There is something weirdly out of whack, almost otherworldly, about Obama’s approach to nuclear proliferation. As the Wall Street Journal editors point out:
If diplomatic activity equalled disarmament results, President Obama would soon be delivering a nuclear-free world.
On Tuesday, his Administration released its Nuclear Posture Review, setting new limits on the potential U.S. use of nuclear weapons. Today, the President is in Prague to sign an arms-control treaty with Russia, called New Start, which will reduce the U.S. arsenal by 30%. Next week, he’ll host a 47-nation summit on nuclear security in Washington. And next month it’s on to the U.N. conference on the Nuclear Nonproliferation Treaty, or NPT.

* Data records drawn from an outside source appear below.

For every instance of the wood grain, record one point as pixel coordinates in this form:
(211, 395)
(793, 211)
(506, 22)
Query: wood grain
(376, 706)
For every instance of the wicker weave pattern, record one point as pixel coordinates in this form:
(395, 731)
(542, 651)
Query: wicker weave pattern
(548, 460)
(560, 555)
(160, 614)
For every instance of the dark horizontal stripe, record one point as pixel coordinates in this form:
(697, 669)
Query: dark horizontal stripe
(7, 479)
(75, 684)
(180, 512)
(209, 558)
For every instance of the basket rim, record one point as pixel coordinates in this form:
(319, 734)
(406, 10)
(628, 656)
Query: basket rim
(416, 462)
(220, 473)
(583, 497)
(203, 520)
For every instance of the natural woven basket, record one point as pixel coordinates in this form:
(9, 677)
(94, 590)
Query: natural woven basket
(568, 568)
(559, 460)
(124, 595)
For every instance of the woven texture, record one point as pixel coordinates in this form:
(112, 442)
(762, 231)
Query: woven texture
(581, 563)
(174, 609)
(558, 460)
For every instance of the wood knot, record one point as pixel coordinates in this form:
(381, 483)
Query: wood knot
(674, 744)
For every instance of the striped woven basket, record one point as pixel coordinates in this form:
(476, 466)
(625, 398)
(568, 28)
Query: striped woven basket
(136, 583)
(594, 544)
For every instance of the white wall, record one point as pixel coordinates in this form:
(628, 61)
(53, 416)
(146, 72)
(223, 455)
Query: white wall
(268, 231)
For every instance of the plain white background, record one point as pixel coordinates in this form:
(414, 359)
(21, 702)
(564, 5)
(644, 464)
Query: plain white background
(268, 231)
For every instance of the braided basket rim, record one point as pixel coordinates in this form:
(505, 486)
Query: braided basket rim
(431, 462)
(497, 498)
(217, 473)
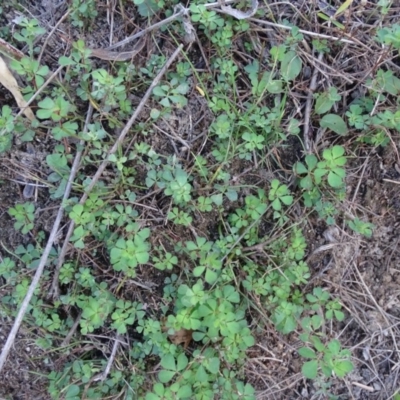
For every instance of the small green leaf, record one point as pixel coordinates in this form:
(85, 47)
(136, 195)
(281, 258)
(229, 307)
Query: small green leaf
(300, 168)
(306, 352)
(290, 66)
(310, 369)
(334, 179)
(182, 362)
(343, 368)
(165, 376)
(335, 123)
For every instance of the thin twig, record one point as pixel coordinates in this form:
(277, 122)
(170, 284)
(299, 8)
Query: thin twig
(103, 376)
(310, 98)
(71, 332)
(54, 289)
(42, 263)
(289, 28)
(129, 39)
(51, 34)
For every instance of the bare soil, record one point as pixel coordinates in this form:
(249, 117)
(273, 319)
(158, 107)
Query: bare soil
(364, 273)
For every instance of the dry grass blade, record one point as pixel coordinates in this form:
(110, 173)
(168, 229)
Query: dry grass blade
(10, 83)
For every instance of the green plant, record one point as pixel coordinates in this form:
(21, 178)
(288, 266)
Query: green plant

But, of course, all of this is happening at the very moment when Obama’s own Iran policy has run aground, and the mullahs are edging closer toward acquiring their own nuclear weapons, which will render the NPT obsolete and, indeed, ludicrous. We’ve seen that the NPT has done nothing to deter North Korea or Iran, nor to slow down Syria. (The Israeli air force did the latter.) Yet Obama persists in a Leftist Cold War paradigm — that the weapons, themselves, not the despotic regimes that might use them, are the real threat. And he seems to earnestly believe that we’ll set an example — the inherent rightness of which will melt the hearts of the those who seek nuclear weapons as a means of solidifying their domestic rule and achieving international respect.
Obama’s speech in Prague last year was upstaged by a North Korean missile blast — the perfect metaphor for his foolishness. He talks; the despots shoot rockets. He signs agreements with other democracies; the rogue states build reactors. If you don’t feel safer you are not alone.